My money is on a second phone, and that is why you won't find much. But I hope very much that I am wrong and there is an innocent explanation.

smallfry16 · 27/01/2016 23:02

Noob you are being naive and doing exactly what OPs DH wants. To believe he's innocent. The cancelling of the SIM says it all. You are encouraging denial.

Cabrinha · 28/01/2016 06:44

Noob, how does that work then?
Several people on here have said that they have received messages from the RIGHT person, just out of sync - a month old message arriving today. Nobody has reported a message from person A looking like it came from person B.

Agree with smallfry though - much as we'd all like to be wrong for OP's sake, the SIM cancellation shows that her husband is a lying shit.

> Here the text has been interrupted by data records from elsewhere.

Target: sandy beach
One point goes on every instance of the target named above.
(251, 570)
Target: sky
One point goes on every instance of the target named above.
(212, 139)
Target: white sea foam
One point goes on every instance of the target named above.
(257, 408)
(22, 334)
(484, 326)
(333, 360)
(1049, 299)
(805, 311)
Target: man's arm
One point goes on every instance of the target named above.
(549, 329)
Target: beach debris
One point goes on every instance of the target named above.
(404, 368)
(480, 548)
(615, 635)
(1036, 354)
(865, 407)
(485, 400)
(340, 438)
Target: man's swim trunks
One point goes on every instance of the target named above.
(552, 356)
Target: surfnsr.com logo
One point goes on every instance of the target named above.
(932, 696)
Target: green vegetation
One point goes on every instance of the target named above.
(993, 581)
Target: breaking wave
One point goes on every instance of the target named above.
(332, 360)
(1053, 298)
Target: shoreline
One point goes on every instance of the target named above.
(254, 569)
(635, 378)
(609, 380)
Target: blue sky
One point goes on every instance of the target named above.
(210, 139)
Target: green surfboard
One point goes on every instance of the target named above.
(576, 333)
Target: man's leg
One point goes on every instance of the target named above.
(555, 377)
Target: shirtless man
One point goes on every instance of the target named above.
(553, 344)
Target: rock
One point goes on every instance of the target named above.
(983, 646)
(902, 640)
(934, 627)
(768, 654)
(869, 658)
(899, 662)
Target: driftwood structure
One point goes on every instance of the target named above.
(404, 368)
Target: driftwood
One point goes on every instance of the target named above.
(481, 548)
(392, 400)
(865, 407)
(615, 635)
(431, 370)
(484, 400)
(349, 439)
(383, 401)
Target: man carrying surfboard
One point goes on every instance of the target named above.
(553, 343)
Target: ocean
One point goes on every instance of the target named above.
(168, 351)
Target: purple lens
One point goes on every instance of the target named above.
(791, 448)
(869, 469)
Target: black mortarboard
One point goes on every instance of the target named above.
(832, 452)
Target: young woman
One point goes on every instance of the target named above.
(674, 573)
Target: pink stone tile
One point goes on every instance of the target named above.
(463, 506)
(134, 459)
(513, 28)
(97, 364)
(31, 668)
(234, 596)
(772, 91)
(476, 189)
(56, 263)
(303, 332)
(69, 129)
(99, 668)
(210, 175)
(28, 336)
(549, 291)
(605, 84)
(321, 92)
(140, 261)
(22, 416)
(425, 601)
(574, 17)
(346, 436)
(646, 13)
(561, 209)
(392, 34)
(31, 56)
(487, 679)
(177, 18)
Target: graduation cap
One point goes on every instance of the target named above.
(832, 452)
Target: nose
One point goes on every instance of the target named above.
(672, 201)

Eminado · 28/01/2016 07:01

"So dh cancelled his sim card because he rang them to enquire about the text he didn't send... he said there were other numbers he didn't know that were on phone records"

And there it is
Sad
I am so very very sorry OP.
Dont you dare blame yourself. Please look after yourself.

WitchWay · 28/01/2016 07:04

All sounding very suspicious Sad

BitOutOfPractice · 28/01/2016 07:57

Noob isn't encouraging denial. If you read the post again she instantly dismisses the A/B theory and postulates there's a second phone. Hardly sounds like a proclamation of innocence to me.